Here is the opening paragraph of their commentary: “Malaria burdens have fallen dramatically this century, in large part because around a billion long-lasting insecticide-treated bed nets (LLINs) have been in- troduced into Africa. Hanging over this success is a key question: What if the insecticides stop working? Pyrethroids are the only chemical class currently approved for bed net use and, predictably, pyrethroid resistance is emerging in Anopheles populations. How much does this matter? Incredibly, we have little idea. The paper by Viana et al. in PNAS explores one piece of the puzzle.

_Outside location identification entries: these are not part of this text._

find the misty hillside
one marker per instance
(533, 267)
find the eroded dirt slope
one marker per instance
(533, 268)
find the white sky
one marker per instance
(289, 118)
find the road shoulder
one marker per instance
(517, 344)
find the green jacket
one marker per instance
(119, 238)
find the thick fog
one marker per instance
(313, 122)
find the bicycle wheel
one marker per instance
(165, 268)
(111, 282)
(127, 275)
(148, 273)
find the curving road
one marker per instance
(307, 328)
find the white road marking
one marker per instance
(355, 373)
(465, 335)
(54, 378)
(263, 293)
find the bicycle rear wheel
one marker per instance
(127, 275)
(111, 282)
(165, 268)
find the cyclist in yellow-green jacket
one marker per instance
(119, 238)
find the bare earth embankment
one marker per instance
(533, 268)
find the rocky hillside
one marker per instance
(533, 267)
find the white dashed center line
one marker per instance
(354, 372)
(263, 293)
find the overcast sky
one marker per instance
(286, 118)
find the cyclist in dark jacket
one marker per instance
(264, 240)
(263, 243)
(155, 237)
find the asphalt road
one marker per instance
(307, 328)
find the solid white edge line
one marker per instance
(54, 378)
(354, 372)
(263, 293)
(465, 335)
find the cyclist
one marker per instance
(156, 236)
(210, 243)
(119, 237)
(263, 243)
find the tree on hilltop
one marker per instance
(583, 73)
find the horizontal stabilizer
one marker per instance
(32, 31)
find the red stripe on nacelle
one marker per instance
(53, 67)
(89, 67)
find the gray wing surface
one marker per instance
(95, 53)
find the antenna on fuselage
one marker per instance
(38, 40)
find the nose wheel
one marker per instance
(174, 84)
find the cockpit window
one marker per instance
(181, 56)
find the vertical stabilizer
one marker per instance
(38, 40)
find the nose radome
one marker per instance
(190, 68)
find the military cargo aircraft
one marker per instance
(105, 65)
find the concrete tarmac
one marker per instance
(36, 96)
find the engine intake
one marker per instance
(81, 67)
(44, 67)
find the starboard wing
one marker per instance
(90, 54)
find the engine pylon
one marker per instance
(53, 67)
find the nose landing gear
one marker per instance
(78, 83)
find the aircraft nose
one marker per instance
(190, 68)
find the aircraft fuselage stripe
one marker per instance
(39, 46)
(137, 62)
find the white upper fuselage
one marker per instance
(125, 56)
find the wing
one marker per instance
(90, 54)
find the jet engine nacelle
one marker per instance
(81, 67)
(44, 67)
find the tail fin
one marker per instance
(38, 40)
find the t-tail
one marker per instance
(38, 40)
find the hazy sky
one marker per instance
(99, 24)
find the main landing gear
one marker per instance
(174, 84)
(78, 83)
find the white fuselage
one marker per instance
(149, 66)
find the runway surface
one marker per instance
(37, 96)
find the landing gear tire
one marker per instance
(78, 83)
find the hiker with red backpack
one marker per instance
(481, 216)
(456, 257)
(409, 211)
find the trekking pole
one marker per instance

In agriculture, the impact of insecticide resistance is relatively straightforward to anticipate: insects eat crops and insects that survive otherwise effective insecticide exposure continue to eat crops and reduce yield. But in public health, the situation is more nuanced. What matters is not simply whether mosquitoes survive insecticide exposure but, rather, whether insecticide resistance enhances the ability of mosquitoes to acquire and transmit pathogens (vectorial capacity). For example, most mosquitoes do not survive the 10–14 days it typically takes malaria parasites to become infectious. Insecticides work by reducing the number of survivors still further. Whether insecticide resistance negates this reduction depends critically on the lifespan of resistant mosquitoes. If resistance is incomplete—so the mosquitoes nonetheless die younger after repeated insecticide exposure—or if resistance itself is a life-shortening trait because it is metabolically costly, the impact of resistance on disease transmission might be negligible. Could it be that LLINs will continue to function in the face of increasing resistance?”